Tularemia is an illness caused by a bacterium. It results in fever, rash, and greatly enlarged lymph nodes.

Description

Tularemia infects a variety of wild animals, including rabbits, deer, squirrels, muskrat, and beaver. Humans can acquire the bacterium directly from contact with the blood or body fluids of these animals, from the bite of a tick or fly which has previously fed on the blood of an infected animal, or from contaminated food or water.
Tularemia occurs most often in the summer months. It is most likely to infect people who come into contact with infected animals, including hunters, furriers, butchers, laboratory workers, game wardens, and veterinarians.

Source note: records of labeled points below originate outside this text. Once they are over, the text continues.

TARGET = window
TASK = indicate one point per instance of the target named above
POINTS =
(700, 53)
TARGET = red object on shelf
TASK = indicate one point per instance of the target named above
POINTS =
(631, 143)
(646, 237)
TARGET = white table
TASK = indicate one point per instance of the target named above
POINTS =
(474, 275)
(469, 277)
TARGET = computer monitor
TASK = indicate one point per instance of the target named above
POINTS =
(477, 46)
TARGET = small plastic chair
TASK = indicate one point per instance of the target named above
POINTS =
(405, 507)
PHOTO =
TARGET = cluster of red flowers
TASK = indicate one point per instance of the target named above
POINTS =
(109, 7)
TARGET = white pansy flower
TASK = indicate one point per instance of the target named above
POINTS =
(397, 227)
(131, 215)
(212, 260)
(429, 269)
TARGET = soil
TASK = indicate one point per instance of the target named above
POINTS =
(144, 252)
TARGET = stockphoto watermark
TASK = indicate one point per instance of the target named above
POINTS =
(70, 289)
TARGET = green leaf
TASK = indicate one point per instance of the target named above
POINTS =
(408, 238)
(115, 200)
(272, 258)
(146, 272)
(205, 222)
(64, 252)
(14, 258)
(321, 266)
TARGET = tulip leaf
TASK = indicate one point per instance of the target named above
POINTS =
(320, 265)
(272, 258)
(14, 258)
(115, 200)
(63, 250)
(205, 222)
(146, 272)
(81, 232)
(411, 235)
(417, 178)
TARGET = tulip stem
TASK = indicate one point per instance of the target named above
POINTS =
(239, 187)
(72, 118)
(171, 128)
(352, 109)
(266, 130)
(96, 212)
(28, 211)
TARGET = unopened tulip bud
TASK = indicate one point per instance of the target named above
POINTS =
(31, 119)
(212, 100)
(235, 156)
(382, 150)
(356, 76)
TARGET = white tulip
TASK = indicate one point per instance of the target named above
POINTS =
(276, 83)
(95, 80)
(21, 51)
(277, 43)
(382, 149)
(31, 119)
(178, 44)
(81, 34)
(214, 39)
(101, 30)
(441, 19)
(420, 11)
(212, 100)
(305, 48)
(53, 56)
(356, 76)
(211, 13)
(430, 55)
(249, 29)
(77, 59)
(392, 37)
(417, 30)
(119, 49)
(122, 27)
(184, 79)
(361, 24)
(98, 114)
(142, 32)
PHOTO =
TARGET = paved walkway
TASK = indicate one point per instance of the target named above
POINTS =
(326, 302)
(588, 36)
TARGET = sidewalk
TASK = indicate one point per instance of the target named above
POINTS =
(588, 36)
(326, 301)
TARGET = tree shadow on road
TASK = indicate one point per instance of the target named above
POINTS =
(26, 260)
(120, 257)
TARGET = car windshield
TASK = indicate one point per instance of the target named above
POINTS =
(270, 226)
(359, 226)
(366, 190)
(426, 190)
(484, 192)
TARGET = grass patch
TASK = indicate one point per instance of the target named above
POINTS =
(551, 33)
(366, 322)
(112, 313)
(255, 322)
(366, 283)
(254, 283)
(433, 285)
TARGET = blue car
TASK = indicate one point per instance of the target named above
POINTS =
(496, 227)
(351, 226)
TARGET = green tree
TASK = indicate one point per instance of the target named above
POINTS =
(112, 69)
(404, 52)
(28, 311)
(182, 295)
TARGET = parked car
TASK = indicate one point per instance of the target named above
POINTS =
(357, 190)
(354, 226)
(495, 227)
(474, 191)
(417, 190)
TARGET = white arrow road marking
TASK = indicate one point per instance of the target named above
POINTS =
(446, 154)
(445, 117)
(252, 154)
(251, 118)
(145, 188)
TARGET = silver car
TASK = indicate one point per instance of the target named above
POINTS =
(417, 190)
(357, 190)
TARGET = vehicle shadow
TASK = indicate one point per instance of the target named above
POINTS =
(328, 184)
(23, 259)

In the United States, the vast majority of cases of tularemia occur in the southeastern and Rocky Mountain states.

Causes and symptoms

Five types of illness may occur, depending on where/how the bacteria enter the body:
  • Ulceroglandular/glandular tularemia. Seventy-five to 85% of all cases are of this type. This type is contracted through the bite of an infected tick that has defecated bacteria-laden feces in the area of the bite wound. A tender red bump appears in the area of the original wound. Over a few weeks, the bump develops a punched-out center (ulcer). Nearby lymph nodes grow hugely swollen and very tender. The lymph nodes may drain a thick, pus-like material. Other symptoms include fever, chills, and weakness. In adults, the lymph nodes in the groin are most commonly affected; in children, the lymph nodes in the neck.
  • Oculoglandular tularemia. This type accounts for only about 1% of all cases of tularemia. It occurs when a person's contaminated hand rubs his or her eye. The lining of the eyelids and the surface of the white of the eye (conjunctiva) becomes red and severely painful, with multiple small yellow bumps and pitted sores (ulcers). Lymph nodes around the ears, under the jaw, or in the neck may swell and become painful.
  • Oropharyngeal and gastrointestinal tularemia. This type occurs when contaminated meat is undercooked and then eaten, or when water from a contaminated source is drunk. Poor hygiene after skinning and cleaning an animal obtained through hunting can also lead to the bacteria entering through the mouth. Sores in the mouth and throat, as well as abdominal pain, nausea and vomiting, ulcers in the intestine, intestinal bleeding, and diarrhea may all occur.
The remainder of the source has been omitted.